Be clear about the outcome you are trying to create. It should be compelling, and measurable. One of the most famous of these outcome statements was JFK’s charter to NASA (from a speech to Congress). Kennedy stood before Congress on May 25, 1961, and proposed that the US: "should commit itself to achieving the goal, before this decade is out, of landing a man on the Moon and returning him safely to the Earth." The outcome he was setting for NASA was clear: send a human to the moon and return them safely before the end of the decade. All planning that NASA had to do worked backward from that statement. You can bet that it was not something JFK made up that afternoon. Much work went into defining the outcome to make the announcement compelling, measurable, clear, and time-bound.
Do not Rush Out of the Vision Stage.
We have an idea and very naturally want to get the ball rolling immediately: join a gym, call a marketing team meeting, plan a trip—our bias is to get into action. It feels good, and it is publicly observable. The bad news is that we may not be clear yet about what will be needed to sustain the effort. Spend that immediate energy on strengthening your vision of what life will be like and the benefits of being 20 pounds lighter or having the accounting department outsourced. Get clear about the internal and external forces that will align to stop you from completing your project and allow the vision of the completed work to strengthen your resolve. Better yet, invite those external naysayers to join you in the refining of your vision. Their critiques are gold in terms of understanding what will kill your project.

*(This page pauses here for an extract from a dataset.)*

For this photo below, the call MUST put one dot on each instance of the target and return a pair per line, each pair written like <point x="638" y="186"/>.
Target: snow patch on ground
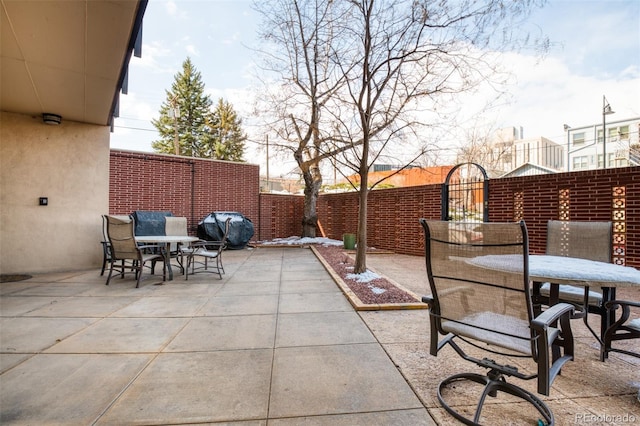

With the power of a clear vision, you can move to the planning stage to give your new idea form and function—the practical matters that are often the difference between success and failure in a change initiative. Budget, staffing, support systems, and project plans are the bricks and mortar here. While this is familiar territory, you will navigate the inevitable negotiations about resources and timelines in a more informed manner. Your clear work in the visioning stage above will help you be better prepared for what awaits as you move into implementation.
Whether implementation means getting up early to go to the gym, changing key processes for large parts of an organization, or facing down an organizational revolt, when we get into action, all the forces of the status quo will gang up to smother the project when you begin to actually change how people will do their work. It is rare that any system embraces a change that it did not initiate. This is easy to see in any corporate change project—where over 80% still fail to deliver the results promised in the plan. It happens because people do not love a change they did not initiate or sincerely want to happen.
That same pattern is true for the part of you that prefers to sleep in and can usually convince you to skip the gym. If we get to this project stage unprepared and not sufficiently armed for the conflict, the resistance to change that is part of almost any organization will kill a change project every time. If we are more resilient than this resistance, we will be through the significant gauntlet, and our change will likely become the new reality.
This is only an overview—a strategy map more than a user’s guide to change. Most change projects fail—and unfortunately, they often do so after the money is spent on software, gym memberships, and other supporting tools. Stay in the Vision step until you are clear about WHY the outcome is essential and what will be required to get over the goal line. Get stakeholders aligned with your vision and committed to the outcome. If you cannot get those in place, do yourself or your organization a favour and take the project off your plan.
A new habit or new process that survives to become the new reality generally begins the change process anew as we are inspired with new ideas about how to improve, sustain, smooth, or recast it to provide more benefit, starting the cycle all over again. Begin ideating ways to improve on your change all the way through implementation— beginning again with the next level of vision work.